Un buen día, David Garza Laguera y Héctor Santos Santos decidieron adquirir un terreno para formar lo que ahora constituye el Centro Ecuestre San Pedro. Esto fue en el año 1971, aunque no fue constituido formalmente hasta el día 4 de junio de 1975.

Los señores David Garza Laguera, Guillermo Zambrano Lozano, Héctor V. Santos Santos, Federico Velazco Razo, Belizario J. Rodríguez Morales, Héctor Rangel Domene, Víctor E. Canavati Fraige, Francoise R. Rodriguez (Chuti), Raúl Emilio Marcos Canavati, y Roberto Luis Zambrano Villarreal, adoptando el nombre de Centro Ecuestre San Pedro, Asociación Civil.

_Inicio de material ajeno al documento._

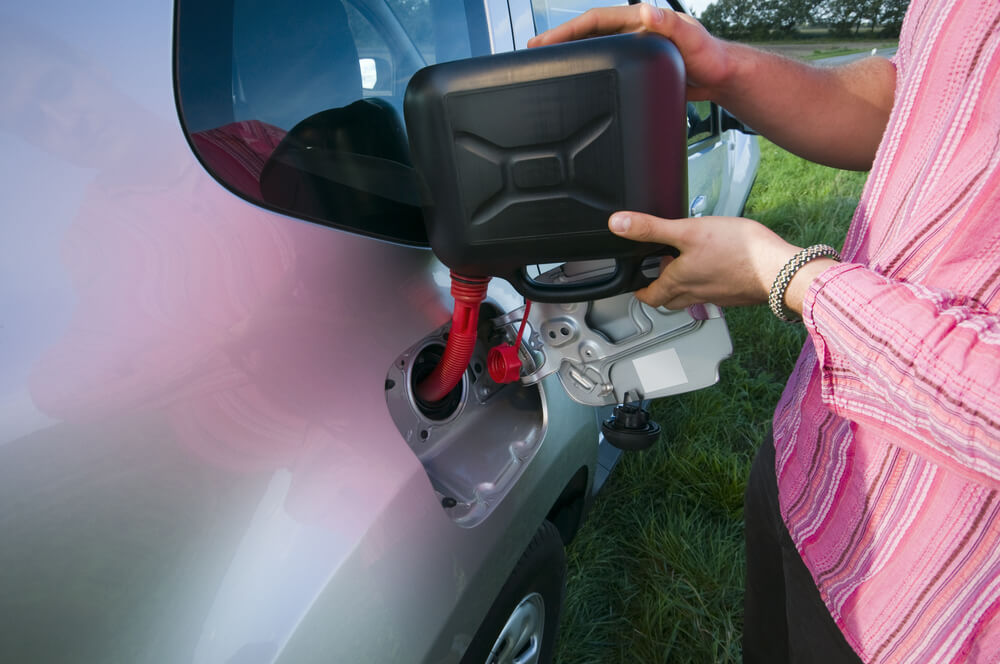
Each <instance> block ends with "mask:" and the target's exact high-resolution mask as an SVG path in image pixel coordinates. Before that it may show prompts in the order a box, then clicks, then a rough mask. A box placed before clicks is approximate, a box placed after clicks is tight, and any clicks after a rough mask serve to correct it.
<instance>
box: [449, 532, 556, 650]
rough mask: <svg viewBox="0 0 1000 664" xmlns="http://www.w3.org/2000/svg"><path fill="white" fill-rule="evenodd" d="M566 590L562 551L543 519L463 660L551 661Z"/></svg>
mask: <svg viewBox="0 0 1000 664" xmlns="http://www.w3.org/2000/svg"><path fill="white" fill-rule="evenodd" d="M565 591H566V550H565V548H564V547H563V543H562V537H560V535H559V530H558V529H557V528H556V527H555V526H554V525H552V523H551V522H549V521H545V522H543V523H542V526H541V528H539V529H538V532H536V533H535V536H534V537H533V538H532V539H531V543H530V544H528V548H527V549H526V550H525V552H524V553H523V554H522V555H521V559H520V560H518V561H517V565H516V566H515V567H514V571H513V572H511V574H510V577H508V579H507V581H506V583H504V585H503V588H501V589H500V594H499V595H498V596H497V598H496V600H495V601H494V602H493V606H491V607H490V610H489V612H487V614H486V618H484V619H483V623H482V624H481V625H480V626H479V631H477V632H476V635H475V636H474V637H473V639H472V642H471V643H470V644H469V648H468V649H467V650H466V652H465V656H464V657H462V664H550V662H551V661H552V657H553V653H554V651H555V643H556V637H557V633H558V630H559V614H560V612H561V611H562V604H563V597H564V595H565Z"/></svg>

El CESPAC empezó con buenos entrenadores, algunos de ellos los había dejado el general Mariles, y otro de sus grandes entrenadores fue Francois R. Rodríguez (Chuti), quien había estudiado en " St. Joseph School" de Laredo, Texas. Ahí conoció a Eugenio y Alejandro Garza Laguera, Javier Garza

Sepúlveda, Javier Sada y Manuel Fernández Garza, entre otros. En Texas tuvo Chuti la oportunidad de pertenecer al regimiento de caballería cuando en 1941 entró a estudiar en la "Pikcock Military Academy, The West Point of Texas" junto al Woodlawn Lake, en la ciudad de San Antonio, Texas. Chuti fue el primer mexicano nombrado Comandante de Caballería y Comandante de toda la escuela. A su regreso a Monterrey en 1943, adquirió del general Bonifacio Salinas Leal su primer caballo de salto, que llevaba el nombre de Coral. Chuti a representado con mucho orgullo a Nuevo León, a México y al CESPAC en innumerables competencias estatales, regionales, nacionales e internacionales de equitación, donde ha figurado como jinete, entrenador, juez de pista y de paddock, y se le conoce como socio fundador y honorario del CESPAC y de otros clubes y asociaciones. En su honor se han organizado concursos y una pista del CESPAC lleva su nombre. Su nombre permanece inscrito en el Salón de la Fama del Museo de Monterrey, como un reconocimiento al deporte y a su persona.